295 keer bekeken
1
Quedlinburg
Hoewel Quedlinburg zijn handelsmacht hiermee verloren had en de stad niet meer verder groeide, bleef het de stad economisch voor de wind gaan. De economie steunde voornamelijk op de agrarische sector. Zeker na afloop van de Dertigjarige Oorlog bloeide de stad op: de meeste van de bewaard gebleven vakwerkhuizen dateren uit deze periode. De stad ontwikkelde zich tot een centrum voor de kweek van bloemen en zaaigoed. De voogdij over de abdij werd in 1697 door het keurvorstendom Saksen verkocht aan het keurvorstendom Brandenburg. De stad werd hierop in 1698 deel van Brandenburg-Pruisen.
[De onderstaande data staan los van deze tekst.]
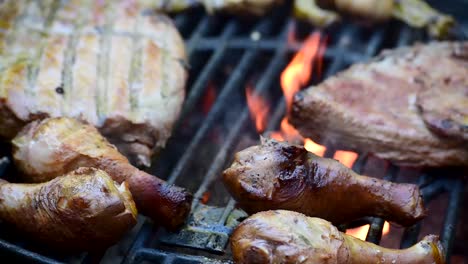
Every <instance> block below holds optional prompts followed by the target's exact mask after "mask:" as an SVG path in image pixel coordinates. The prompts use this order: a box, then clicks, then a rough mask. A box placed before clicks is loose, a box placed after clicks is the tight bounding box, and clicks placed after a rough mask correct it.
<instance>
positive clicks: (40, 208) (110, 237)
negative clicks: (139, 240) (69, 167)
mask: <svg viewBox="0 0 468 264" xmlns="http://www.w3.org/2000/svg"><path fill="white" fill-rule="evenodd" d="M136 214H137V211H136V208H135V204H134V202H133V200H132V196H131V194H130V192H129V190H128V187H127V184H126V183H122V184H121V185H120V186H118V185H117V184H116V183H115V182H114V181H113V180H112V179H111V178H110V177H109V175H108V174H107V173H106V172H104V171H101V170H97V169H93V168H80V169H77V170H75V171H73V172H70V173H68V174H66V175H64V176H61V177H57V178H55V179H53V180H51V181H49V182H45V183H39V184H17V183H8V182H6V181H4V180H0V219H1V220H2V221H5V222H8V223H10V224H12V225H14V226H16V227H17V228H18V229H19V230H21V231H24V232H25V233H26V234H29V235H31V236H32V237H33V238H35V239H36V240H39V241H41V242H44V243H47V244H49V245H52V246H55V247H59V248H63V249H67V250H73V251H80V250H92V249H96V248H103V247H105V246H108V245H109V244H112V243H114V242H116V241H117V240H118V239H119V238H120V237H121V236H122V235H123V234H124V233H125V232H127V231H128V230H129V229H130V228H131V227H132V226H133V225H135V223H136Z"/></svg>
Met het Reichsdeputationshauptschluss in 1803 wordt uiteindelijk het abdijvorstendom Quedlinburg opgeheven en gingen de gebouwen op de Schlossberg over in Pruisische handen. Tussen 1807 en 1813 was Quedlinburg deel van het Napoleontische Koninkrijk Westfalen.
Twintigste eeuw
In nazi-Duitsland werd de geschiedenis van Quedlinburg door Heinrich Himmler aangegrepen voor propagandadoeleinden. In 1936 werd het overlijden van Hendrik de Vogelaar op 2 juli 936 grootschalig herdacht. Vanaf dat jaar werden op die datum de plechtigheden, die onderdeel waren van de Derde-Rijkideologie, herhaald. De Sint-Servaaskerk en de crypte van de Sint-Wigbertkerk werden ingericht als SS-heiligdommen. In 1937 werd het gebeente van Hendrik de Vogelaar ceremonieel herbegraven. Na het einde van de Tweede Wereldoorlog werden de beenderen als onbeholpen vervalsingen ontmaskerd.
Aan zware bombardementen is Quedlinburg tijdens de Tweede Wereldoorlog ontkomen, alleen de torenhelmen van de Servaaskerk raakten bij artilleriebeschietingen beschadigd. De historische binnenstad is in de periode dat Quedlinburg bij de DDR hoorde, sterk verwaarloosd. Sinds de Duitse hereniging in 1990 is langzamerhand weer geld beschikbaar gekomen voor restauratie.